Living the Example Intervention Research

In this study, we adapted and evaluated a novel intervention, LTE, which has been previously pilot tested and demonstrated to be effective in reducing 30-day marijuana and prescription painkiller use intentions [42]. The LTE pilot was based on an after-school curriculum for youth ambassadors, followed by ambassador promotion of peer substance use avoidance with user-generated content via digital social networks and through school-wide change projects. LTE addresses numerous forms of substance use overall, including all widely used illicit drugs and alcohol, and the evaluation includes measures of intentions and use. This study focused specifically on marijuana and opioid use due to the rapid growth and prevalence of these substances and because the previous pilot demonstrated effectiveness in reducing use intentions.

The specific aim of this research was to implement and evaluate the adapted LTE curriculum in 3 suburban Maryland high schools. We tested 3 hypotheses:

  1. LTE youth ambassador training would be successful in disseminating prevention messages via social media during the school year.
  2. Exposure to LTE would be associated with lower 30-day substance use intentions at follow-up.
  3. Higher levels of exposure to LTE would be associated with a reduction in 30-day substance use intentions across the program implementation period.

Design

We employed a quasi-experimental design (QED) through 3 cross-sectional surveys of freshmen at each school to test dose-response effects of exposure to LTE social media and school-based activities on substance use outcomes.

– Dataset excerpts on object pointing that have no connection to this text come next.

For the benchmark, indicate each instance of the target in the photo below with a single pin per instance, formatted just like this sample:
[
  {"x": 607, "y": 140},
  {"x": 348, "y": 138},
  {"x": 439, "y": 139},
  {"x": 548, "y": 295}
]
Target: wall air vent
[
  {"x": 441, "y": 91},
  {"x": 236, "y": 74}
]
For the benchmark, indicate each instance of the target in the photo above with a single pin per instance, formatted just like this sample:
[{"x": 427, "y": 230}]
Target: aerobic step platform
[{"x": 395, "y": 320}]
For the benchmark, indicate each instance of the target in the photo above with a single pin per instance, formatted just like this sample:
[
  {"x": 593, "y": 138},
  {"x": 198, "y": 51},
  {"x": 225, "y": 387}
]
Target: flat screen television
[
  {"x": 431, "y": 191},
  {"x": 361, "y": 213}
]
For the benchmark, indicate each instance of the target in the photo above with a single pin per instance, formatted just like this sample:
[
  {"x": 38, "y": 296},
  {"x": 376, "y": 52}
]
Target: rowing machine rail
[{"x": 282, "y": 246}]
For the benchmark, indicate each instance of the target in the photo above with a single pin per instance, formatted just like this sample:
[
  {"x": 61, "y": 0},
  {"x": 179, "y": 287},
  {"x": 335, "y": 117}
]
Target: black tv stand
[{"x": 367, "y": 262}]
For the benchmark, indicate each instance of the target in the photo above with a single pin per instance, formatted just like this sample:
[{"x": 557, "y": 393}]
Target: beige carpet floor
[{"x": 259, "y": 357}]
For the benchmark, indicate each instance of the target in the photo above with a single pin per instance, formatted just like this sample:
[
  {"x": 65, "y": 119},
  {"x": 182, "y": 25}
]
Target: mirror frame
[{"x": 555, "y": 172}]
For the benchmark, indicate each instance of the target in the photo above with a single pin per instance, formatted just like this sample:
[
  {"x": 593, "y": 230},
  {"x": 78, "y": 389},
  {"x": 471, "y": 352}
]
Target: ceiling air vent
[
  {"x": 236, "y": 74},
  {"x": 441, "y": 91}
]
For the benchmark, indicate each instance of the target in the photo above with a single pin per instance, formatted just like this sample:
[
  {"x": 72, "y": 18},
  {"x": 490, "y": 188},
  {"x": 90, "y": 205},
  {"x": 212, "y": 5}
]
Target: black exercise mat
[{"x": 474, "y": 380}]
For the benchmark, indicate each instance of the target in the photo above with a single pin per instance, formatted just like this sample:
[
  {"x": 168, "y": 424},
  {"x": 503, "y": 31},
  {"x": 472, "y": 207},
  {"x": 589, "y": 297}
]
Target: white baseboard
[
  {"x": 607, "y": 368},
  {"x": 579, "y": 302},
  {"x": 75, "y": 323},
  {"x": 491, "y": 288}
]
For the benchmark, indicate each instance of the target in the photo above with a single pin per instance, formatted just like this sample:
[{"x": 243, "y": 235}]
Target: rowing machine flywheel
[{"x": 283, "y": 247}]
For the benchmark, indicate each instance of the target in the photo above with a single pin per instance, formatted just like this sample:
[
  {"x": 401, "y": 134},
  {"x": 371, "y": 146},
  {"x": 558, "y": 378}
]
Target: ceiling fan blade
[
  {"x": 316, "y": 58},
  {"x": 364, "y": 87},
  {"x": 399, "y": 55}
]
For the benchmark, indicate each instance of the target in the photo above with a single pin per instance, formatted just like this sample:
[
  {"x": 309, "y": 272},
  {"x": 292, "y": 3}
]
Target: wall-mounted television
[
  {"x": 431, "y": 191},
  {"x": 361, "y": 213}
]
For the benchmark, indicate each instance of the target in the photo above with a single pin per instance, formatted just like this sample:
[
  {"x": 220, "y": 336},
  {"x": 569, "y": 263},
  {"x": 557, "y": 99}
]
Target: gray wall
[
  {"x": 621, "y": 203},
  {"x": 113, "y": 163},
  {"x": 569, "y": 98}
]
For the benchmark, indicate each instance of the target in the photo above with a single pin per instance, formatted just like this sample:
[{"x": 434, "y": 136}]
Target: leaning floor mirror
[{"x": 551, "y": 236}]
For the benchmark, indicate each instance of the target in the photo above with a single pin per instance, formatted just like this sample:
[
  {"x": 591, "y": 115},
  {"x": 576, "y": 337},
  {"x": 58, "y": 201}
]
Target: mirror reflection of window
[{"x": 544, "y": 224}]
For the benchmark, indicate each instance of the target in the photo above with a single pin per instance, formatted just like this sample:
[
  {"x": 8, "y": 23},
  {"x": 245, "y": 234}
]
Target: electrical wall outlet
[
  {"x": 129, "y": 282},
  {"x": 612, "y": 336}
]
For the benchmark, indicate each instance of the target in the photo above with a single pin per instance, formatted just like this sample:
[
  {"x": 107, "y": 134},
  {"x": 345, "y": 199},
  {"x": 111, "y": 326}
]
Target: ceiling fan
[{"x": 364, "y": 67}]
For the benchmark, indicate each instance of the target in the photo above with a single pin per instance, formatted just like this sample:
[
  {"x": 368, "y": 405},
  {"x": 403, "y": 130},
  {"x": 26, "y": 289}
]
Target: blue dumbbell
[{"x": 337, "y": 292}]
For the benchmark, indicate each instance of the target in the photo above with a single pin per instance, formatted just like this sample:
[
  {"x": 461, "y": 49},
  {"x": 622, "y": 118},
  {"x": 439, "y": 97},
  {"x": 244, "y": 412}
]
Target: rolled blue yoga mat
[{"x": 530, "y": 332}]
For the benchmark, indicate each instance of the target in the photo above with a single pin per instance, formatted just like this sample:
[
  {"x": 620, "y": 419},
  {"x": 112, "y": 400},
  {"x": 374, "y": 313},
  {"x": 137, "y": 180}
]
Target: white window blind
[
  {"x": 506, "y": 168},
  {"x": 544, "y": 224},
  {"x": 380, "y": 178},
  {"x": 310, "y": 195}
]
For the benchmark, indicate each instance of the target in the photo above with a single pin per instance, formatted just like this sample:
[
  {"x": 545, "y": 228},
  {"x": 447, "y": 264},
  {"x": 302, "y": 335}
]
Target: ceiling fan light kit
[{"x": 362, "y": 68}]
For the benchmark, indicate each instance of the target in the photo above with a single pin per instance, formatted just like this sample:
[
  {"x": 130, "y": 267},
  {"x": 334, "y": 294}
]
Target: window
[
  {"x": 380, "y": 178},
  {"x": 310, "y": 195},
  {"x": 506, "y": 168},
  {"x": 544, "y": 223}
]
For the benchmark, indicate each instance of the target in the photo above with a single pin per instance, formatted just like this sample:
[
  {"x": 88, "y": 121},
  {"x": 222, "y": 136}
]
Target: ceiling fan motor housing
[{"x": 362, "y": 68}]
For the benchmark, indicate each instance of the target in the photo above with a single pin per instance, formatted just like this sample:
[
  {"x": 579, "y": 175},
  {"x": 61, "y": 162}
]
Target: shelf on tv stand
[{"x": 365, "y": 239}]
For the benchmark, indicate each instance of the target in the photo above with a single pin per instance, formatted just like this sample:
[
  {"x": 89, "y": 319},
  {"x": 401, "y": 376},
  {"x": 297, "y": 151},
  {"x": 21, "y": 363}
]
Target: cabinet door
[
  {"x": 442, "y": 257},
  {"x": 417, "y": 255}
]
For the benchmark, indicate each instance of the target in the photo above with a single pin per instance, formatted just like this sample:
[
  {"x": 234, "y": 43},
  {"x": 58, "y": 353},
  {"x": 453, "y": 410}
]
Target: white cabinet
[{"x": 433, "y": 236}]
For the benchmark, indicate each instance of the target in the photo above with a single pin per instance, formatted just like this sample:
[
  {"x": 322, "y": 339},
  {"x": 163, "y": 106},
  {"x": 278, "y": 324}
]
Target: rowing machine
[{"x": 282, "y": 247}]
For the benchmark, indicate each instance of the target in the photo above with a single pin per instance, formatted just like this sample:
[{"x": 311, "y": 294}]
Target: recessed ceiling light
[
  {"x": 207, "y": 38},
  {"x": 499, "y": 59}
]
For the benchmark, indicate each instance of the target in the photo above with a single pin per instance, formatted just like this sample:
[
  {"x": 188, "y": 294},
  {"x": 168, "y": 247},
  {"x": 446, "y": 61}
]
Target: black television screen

We collected self-reported data on outcomes through questionnaires administered at 3 waves before, during, and at the conclusion of the program in the 3 high schools over a period of 9 months. We also collected data from the social media platforms used by students, such as Instagram, to independently measure their LTE posting activity.

Intervention

The LTE curriculum was delivered as a series of structured after-school group sessions of 90-min each, 1 session per week. The sessions were delivered by a single program staff member following this outline:

  • Session 1: What is a brand? Describe the idea of branding and branding substance use prevention.
  • Session 2: Introduction to social media. Learn basics of social media, how it can influence message recipients, and how to create influential messages.
  • Session 3: Boosting online engagement. How to connect and build engagement with social networks.
  • Session 4: Using your voice—introduction to advocacy. Learn how to share opinions about an issue in the community with aim of influencing peers.
  • Session 5: Advocacy in action. Develop skills to advocate for substance use prevention with peers.
  • Session 6: Applying what we have learned. Ambassadors develop live content, share it with their social media networks, and engage with their peers.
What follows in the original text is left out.